Окольными веб-путями в кабинеты президентов и министров хлынули потоки рапортов, составленных посольствами. Все заключили, что истоком этого беспрецедентного потрясения послужили проповеди какого-то незнакомца, произнесенные с запряженной осликом арбы на базаре в Карачи.

Это показалось небылицей. Многие из скептиков и экспертов, дипломированных или самозваных, как-то забыли, что полтора века назад уже случилось падение одной империи и рождение новой после речей другого бородача, написавшего труд «Нищета философии», который большинство, впрочем, не читало, а не то бы они помянули Карла Маркса. По их мнению, «пакистанский отказ» был уловкой; они объясняли его происками мулл, которых поддерживает какая-нибудь иностранная держава.

Оставалось выяснить, какая именно.

Русские подозревали китайцев. Китайцы подозревали всех. Американцы подозревали индийцев. Эти же, совершенно ошеломленные, оказались обескураженными разоружением тех, кого со времен объявления независимости считали своими главными стратегическими противниками. Во всяком случае, пока мусульманские сепаратисты в Кашмире прекратили свои нападения, индийцы решили тоже соблюдать перемирие.

Поскольку государственному секретарю США по иностранным делам ситуация показалась извращенной, он лично отправился в Исламабад, столицу Пакистана.

Президент принял его с обычной любезностью, к которой добавилась лишь философская улыбка. Раньше американец ее не замечал.

— Вы удовлетворены положением в стране? — спросил госсекретарь США.

— В течение нескольких дней она казалась мне нестабильной и внушала тревогу, но в итоге я нахожу ее даже более удовлетворительной, чем прежде.

— Более удовлетворительной?

— Да, у нас было агрессивное и недовольное прозападной ориентацией нашей страны исламистское меньшинство, распространявшее свое влияние с угрожающей быстротой. Страна, таким образом, была разделена незримой пропастью: с одной стороны — исламисты, с другой — армия, которая относилась к ним как к ретроградам. Теперь же эта пропасть вот-вот исчезнет.

Государственный секретарь воздержался от замечания, что в глазах западного общественного мнения это вполне понятно, поскольку исламисты выиграли партию и верховодят теперь даже в правительстве.

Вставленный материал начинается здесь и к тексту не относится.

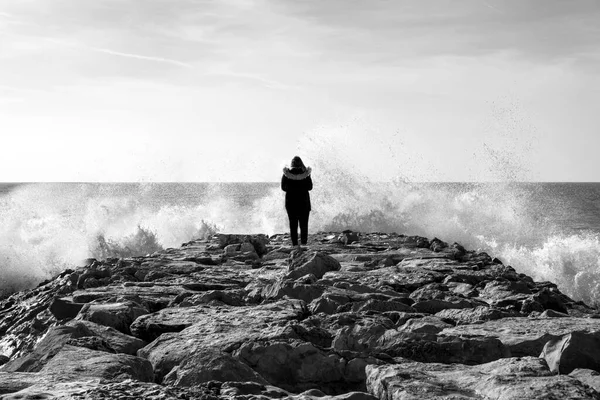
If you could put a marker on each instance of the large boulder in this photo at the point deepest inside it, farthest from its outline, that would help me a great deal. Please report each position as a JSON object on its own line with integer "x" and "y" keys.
{"x": 118, "y": 341}
{"x": 78, "y": 362}
{"x": 311, "y": 262}
{"x": 505, "y": 379}
{"x": 173, "y": 319}
{"x": 56, "y": 338}
{"x": 221, "y": 328}
{"x": 298, "y": 366}
{"x": 577, "y": 349}
{"x": 211, "y": 366}
{"x": 524, "y": 336}
{"x": 115, "y": 315}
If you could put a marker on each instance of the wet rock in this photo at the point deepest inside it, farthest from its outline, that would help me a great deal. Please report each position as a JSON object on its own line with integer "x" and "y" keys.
{"x": 298, "y": 366}
{"x": 79, "y": 362}
{"x": 475, "y": 315}
{"x": 524, "y": 336}
{"x": 245, "y": 316}
{"x": 588, "y": 377}
{"x": 115, "y": 315}
{"x": 507, "y": 379}
{"x": 314, "y": 263}
{"x": 211, "y": 366}
{"x": 221, "y": 329}
{"x": 578, "y": 349}
{"x": 64, "y": 309}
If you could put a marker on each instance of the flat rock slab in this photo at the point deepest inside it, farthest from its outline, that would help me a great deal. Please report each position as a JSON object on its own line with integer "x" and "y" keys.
{"x": 220, "y": 329}
{"x": 525, "y": 336}
{"x": 78, "y": 362}
{"x": 505, "y": 379}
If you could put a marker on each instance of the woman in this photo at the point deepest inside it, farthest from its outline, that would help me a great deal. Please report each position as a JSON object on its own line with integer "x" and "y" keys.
{"x": 296, "y": 183}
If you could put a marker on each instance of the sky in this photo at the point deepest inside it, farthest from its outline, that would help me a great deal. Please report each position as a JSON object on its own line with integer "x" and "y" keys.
{"x": 231, "y": 90}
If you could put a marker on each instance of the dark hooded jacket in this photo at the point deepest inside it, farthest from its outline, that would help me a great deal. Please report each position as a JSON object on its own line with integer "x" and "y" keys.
{"x": 296, "y": 183}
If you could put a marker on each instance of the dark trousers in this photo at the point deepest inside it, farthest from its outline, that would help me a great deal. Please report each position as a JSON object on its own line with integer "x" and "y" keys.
{"x": 295, "y": 219}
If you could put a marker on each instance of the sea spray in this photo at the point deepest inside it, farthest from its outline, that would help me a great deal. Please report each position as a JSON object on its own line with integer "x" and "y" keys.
{"x": 48, "y": 227}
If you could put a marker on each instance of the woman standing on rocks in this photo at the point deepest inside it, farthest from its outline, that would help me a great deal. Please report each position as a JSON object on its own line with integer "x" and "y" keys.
{"x": 296, "y": 183}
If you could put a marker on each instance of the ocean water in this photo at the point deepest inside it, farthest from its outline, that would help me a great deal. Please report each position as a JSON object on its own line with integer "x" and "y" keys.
{"x": 550, "y": 231}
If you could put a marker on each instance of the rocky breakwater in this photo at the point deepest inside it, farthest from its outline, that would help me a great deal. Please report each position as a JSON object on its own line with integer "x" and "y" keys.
{"x": 353, "y": 316}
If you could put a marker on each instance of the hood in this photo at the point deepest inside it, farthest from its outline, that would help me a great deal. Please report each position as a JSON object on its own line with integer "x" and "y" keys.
{"x": 296, "y": 177}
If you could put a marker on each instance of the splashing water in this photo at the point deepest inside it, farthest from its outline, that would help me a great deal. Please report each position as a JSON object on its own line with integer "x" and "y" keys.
{"x": 550, "y": 232}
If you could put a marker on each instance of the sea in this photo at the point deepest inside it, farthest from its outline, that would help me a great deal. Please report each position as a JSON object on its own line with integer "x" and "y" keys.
{"x": 550, "y": 231}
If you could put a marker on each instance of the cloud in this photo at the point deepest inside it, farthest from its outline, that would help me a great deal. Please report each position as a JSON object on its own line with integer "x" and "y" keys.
{"x": 141, "y": 57}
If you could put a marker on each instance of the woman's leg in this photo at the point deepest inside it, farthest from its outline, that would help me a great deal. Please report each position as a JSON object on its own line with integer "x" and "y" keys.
{"x": 304, "y": 227}
{"x": 293, "y": 228}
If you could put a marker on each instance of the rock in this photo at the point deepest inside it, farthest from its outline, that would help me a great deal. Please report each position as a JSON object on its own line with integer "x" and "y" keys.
{"x": 298, "y": 366}
{"x": 115, "y": 315}
{"x": 220, "y": 329}
{"x": 506, "y": 379}
{"x": 524, "y": 336}
{"x": 553, "y": 314}
{"x": 244, "y": 316}
{"x": 578, "y": 349}
{"x": 150, "y": 326}
{"x": 64, "y": 309}
{"x": 78, "y": 362}
{"x": 472, "y": 315}
{"x": 56, "y": 338}
{"x": 588, "y": 377}
{"x": 312, "y": 263}
{"x": 211, "y": 366}
{"x": 118, "y": 341}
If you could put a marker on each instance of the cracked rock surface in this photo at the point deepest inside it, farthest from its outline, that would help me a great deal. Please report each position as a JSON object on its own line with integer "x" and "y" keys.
{"x": 351, "y": 316}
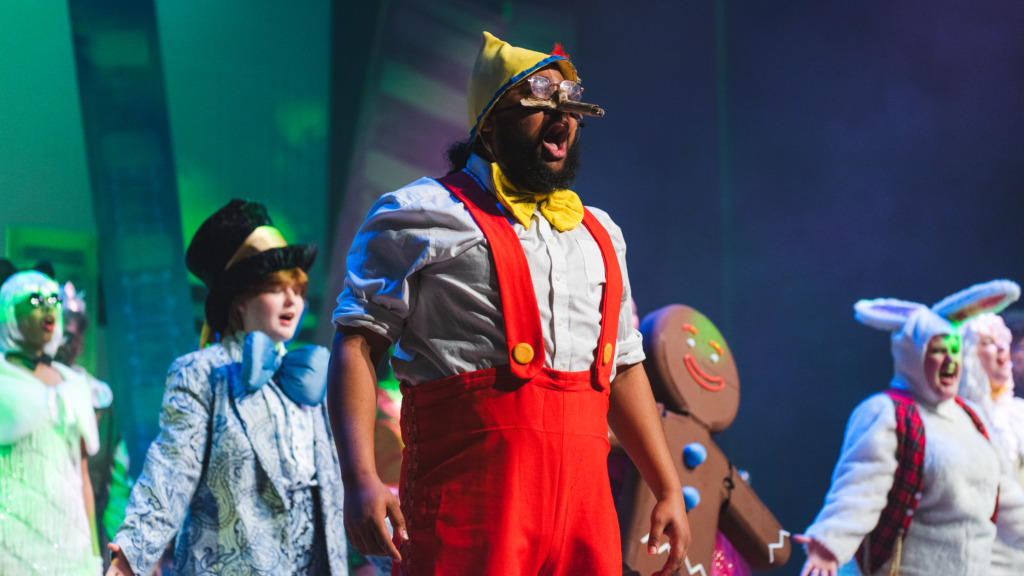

— Чем становятся в этом контексте наши стратегические договоренности? — спросил представитель Вашингтона.

— Если они направлены на укрепление мира, мы их подтверждаем. Если же их цель — агрессивное военное вмешательство, то они становятся недействительны. А к чему этот вопрос, неужели вы предусматриваете войну?

— Нет, — ответил застигнутый врасплох американец. — Но всегда лучше говорить с позиции силы.

Президент покачал головой.

— А как же ваши атомные ракеты? — продолжал государственный секретарь.

— Они в своих пусковых шахтах, — ответил президент с улыбкой. — Их регулярно осматривают во избежание аварии. Но они обезврежены.

— А если на вас нападут?

— Кто? Теперь, когда мы заморозили нашу военную ядерную программу, Индия всерьез задумывается, к чему ей ее собственная. Это ведь недешевое удовольствие.